Speaker
Description
The large radial thermal gradient in Sodium-cooled Fast reactors (SFR) leads to mass transport of uranium and plutonium in the fuel pellet. Knowledge of self-diffusion of all these elements in (U,Pu)O2 fuel is therefore of utmost importance for the prediction of its in-pile behaviour. Very few experimental data, however, are available on self-diffusion in this material.
In the inception of the study, the lack of experimental measurements is circumvented by the so-called ‘cBΩ’ model. The cBΩ model has been utilized to describe the plutonium self-diffusion in MOx using the bulk properties of the fuel and a single fitting-parameter.
Using these results of cBΩ and the experimental data together, a plutonium mobility database has been composed for the MOx fuel. Hence, by implementing this database, a detailed model has been developed to describe the plutonium self-diffusion in MOx using the state-of-art DICTRA code.

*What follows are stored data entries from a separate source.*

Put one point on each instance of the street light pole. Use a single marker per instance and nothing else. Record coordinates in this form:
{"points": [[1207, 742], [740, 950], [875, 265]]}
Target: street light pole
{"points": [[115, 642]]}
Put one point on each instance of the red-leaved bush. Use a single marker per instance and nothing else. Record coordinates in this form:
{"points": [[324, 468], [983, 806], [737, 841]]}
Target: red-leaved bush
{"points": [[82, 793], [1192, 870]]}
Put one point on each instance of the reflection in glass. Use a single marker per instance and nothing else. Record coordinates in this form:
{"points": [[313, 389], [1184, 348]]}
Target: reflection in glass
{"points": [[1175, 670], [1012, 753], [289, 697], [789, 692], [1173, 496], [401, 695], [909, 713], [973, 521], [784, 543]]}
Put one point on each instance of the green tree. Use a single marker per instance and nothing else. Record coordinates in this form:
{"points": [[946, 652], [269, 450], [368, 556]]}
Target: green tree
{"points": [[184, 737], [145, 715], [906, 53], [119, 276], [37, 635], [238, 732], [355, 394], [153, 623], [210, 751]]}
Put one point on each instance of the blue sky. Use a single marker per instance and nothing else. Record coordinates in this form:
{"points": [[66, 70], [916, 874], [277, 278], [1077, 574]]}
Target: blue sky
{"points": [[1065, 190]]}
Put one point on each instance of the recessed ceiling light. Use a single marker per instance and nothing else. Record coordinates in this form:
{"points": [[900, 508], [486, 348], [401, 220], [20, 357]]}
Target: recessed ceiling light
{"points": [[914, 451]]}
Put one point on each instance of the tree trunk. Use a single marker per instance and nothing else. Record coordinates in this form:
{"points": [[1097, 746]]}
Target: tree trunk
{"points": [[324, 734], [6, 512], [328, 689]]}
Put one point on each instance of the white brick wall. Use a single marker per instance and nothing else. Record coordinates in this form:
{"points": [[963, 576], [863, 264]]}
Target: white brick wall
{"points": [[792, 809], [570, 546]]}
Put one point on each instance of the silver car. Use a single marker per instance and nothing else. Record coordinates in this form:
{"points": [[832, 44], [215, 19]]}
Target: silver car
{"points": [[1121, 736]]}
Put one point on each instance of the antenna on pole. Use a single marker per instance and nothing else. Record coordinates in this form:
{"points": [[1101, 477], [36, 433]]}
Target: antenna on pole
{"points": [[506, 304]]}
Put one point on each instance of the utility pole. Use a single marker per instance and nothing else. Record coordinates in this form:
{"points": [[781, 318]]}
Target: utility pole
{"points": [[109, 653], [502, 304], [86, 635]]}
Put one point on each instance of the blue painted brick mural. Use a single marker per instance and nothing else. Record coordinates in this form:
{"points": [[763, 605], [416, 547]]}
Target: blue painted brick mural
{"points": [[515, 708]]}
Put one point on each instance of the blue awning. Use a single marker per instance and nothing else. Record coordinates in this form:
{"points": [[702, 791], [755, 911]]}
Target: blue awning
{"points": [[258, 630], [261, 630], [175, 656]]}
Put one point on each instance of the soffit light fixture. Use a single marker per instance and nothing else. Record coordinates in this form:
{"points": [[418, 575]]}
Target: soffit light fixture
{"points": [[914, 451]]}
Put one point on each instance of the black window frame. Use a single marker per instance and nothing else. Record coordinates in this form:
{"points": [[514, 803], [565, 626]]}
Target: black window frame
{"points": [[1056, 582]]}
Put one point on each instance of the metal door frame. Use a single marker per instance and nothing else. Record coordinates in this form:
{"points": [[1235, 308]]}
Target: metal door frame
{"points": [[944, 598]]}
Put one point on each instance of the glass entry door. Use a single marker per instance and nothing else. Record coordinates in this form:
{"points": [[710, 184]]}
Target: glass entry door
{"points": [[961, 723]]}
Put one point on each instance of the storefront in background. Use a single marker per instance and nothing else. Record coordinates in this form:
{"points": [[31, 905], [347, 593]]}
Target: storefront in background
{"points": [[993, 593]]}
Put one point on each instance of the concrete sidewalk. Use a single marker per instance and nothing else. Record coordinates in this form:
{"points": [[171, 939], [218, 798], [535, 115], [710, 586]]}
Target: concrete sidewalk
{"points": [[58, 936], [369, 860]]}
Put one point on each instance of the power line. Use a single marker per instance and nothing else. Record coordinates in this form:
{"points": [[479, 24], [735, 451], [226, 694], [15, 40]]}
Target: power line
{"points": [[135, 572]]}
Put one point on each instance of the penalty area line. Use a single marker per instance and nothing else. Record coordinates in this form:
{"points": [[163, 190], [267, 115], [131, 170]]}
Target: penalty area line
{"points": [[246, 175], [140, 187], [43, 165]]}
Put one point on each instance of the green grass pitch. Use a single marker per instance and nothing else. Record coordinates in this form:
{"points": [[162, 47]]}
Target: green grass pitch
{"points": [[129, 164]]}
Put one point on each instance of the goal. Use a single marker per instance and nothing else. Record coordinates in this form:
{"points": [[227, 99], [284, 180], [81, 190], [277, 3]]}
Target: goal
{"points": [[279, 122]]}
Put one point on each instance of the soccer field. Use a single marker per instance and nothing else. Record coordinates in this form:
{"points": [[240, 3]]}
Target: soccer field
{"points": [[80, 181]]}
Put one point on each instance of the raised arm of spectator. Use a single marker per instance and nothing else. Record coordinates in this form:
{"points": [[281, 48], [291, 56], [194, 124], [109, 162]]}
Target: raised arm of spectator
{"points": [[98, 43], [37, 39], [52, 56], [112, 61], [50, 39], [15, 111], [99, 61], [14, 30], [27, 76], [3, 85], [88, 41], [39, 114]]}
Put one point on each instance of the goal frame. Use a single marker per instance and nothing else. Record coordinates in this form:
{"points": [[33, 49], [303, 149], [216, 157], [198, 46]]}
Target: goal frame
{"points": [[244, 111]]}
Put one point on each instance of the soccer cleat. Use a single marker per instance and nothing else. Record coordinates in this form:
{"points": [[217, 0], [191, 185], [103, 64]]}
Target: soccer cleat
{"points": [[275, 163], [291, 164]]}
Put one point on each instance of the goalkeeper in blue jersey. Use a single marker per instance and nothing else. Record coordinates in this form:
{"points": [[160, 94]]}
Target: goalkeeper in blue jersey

The self-diffusion of Uranium in MOx has not been experimentally measured yet. However, by implementing the thermodynamic definition of MOx and the plutonium self-diffusion model, developed under this work, the self-diffusion of Uranium has been estimated from the experimentally measured cation inter-diffusion coefficient data. Hence, a similar Uranium mobility database for MOx has been also composed. Further, using this database, a model for the uranium diffusion in MOx has been developed.
Both the models for self-diffusion of Uranium and Plutonium has been validated against the experimental results. In combination of these two models of cation self-diffusion in MOx, the inter-diffusion profile of cations has been simulated.